5th generation compute-optimized
Latest generation, optimized for compute-intensive workloads:
| CpuInstanceType | ID | vCPU | RAM | Best For |
|---|
CPU5C_1_2 | cpu5c-1-2 | 1 | 2GB | Lightweight APIs, simple tasks |
CPU5C_2_4 | cpu5c-2-4 | 2 | 4GB | Small APIs, data validation |
CPU5C_4_8 | cpu5c-4-8 | 4 | 8GB | General APIs, data processing |
CPU5C_8_16 | cpu5c-8-16 | 8 | 16GB | Heavy processing, parallel tasks |
3rd generation compute-optimized
Balanced compute focus:
| CpuInstanceType | ID | vCPU | RAM | Best For |
|---|
CPU3C_1_2 | cpu3c-1-2 | 1 | 2GB | Basic endpoints, webhooks |
CPU3C_2_4 | cpu3c-2-4 | 2 | 4GB | Simple data processing |
CPU3C_4_8 | cpu3c-4-8 | 4 | 8GB | Moderate workloads |
CPU3C_8_16 | cpu3c-8-16 | 8 | 16GB | CPU-intensive tasks |
3rd generation general purpose
Balanced CPU and memory:
| CpuInstanceType | ID | vCPU | RAM | Best For |
|---|
CPU3G_1_4 | cpu3g-1-4 | 1 | 4GB | Memory-light tasks |
CPU3G_2_8 | cpu3g-2-8 | 2 | 8GB | General workloads |
CPU3G_4_16 | cpu3g-4-16 | 4 | 16GB | Memory-intensive processing |
CPU3G_8_32 | cpu3g-8-32 | 8 | 32GB | High-memory workloads |
Common configurations
APIs and webhooks
# Lightweight API
@Endpoint(name="webhook", cpu="cpu5c-2-4")
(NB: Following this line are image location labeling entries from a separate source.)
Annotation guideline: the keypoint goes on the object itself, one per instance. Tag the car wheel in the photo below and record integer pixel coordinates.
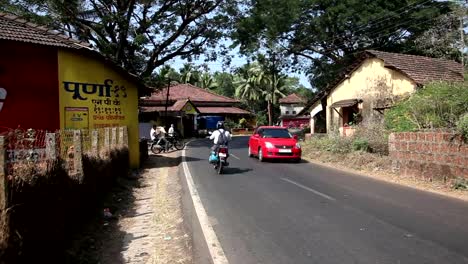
(260, 155)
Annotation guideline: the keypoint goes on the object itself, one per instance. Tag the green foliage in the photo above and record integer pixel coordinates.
(138, 35)
(360, 144)
(460, 184)
(462, 126)
(262, 119)
(328, 34)
(375, 134)
(332, 143)
(438, 105)
(229, 124)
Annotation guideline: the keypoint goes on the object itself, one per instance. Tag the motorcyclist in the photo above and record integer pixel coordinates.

async def handle_webhook(data: dict) -> dict:
...
# Production API
@Endpoint(name="api", cpu="cpu5c-4-8", workers=(1, 10))
async def handle_request(data: dict) -> dict:
...
Data processing
# Light processing
@Endpoint(name="processor", cpu="cpu3g-2-8") # More RAM per vCPU
async def process(data: dict) -> dict:
...
# Heavy processing
@Endpoint(name="heavy-processor", cpu="cpu5c-8-16")
async def heavy_process(data: dict) -> dict:
...
Memory-intensive tasks
# High memory requirement
@Endpoint(name="memory-worker", cpu="cpu3g-8-32") # 8 vCPU, 32GB RAM
async def process_large_data(data: dict) -> dict:
...
Load-balanced CPU API
from runpod_flash import Endpoint
api = Endpoint(
name="cpu-api",
cpu="cpu5c-4-8",
workers=(1, 10)
)
@api.post("/process")
async def process(data: dict) -> dict:
return {"result": "processed"}
@api.get("/health")
async def health():
return {"status": "ok"}
Container disk sizing
CPU endpoints automatically adjust container disk size based on instance limits:
CPU3G and CPU3C instances: vCPU count × 10GB (e.g., 2 vCPU = 20GB)
CPU5C instances: vCPU count × 15GB (e.g., 4 vCPU = 60GB)
If you specify a custom size via PodTemplate that exceeds the instance limit, deployment will fail with a validation error.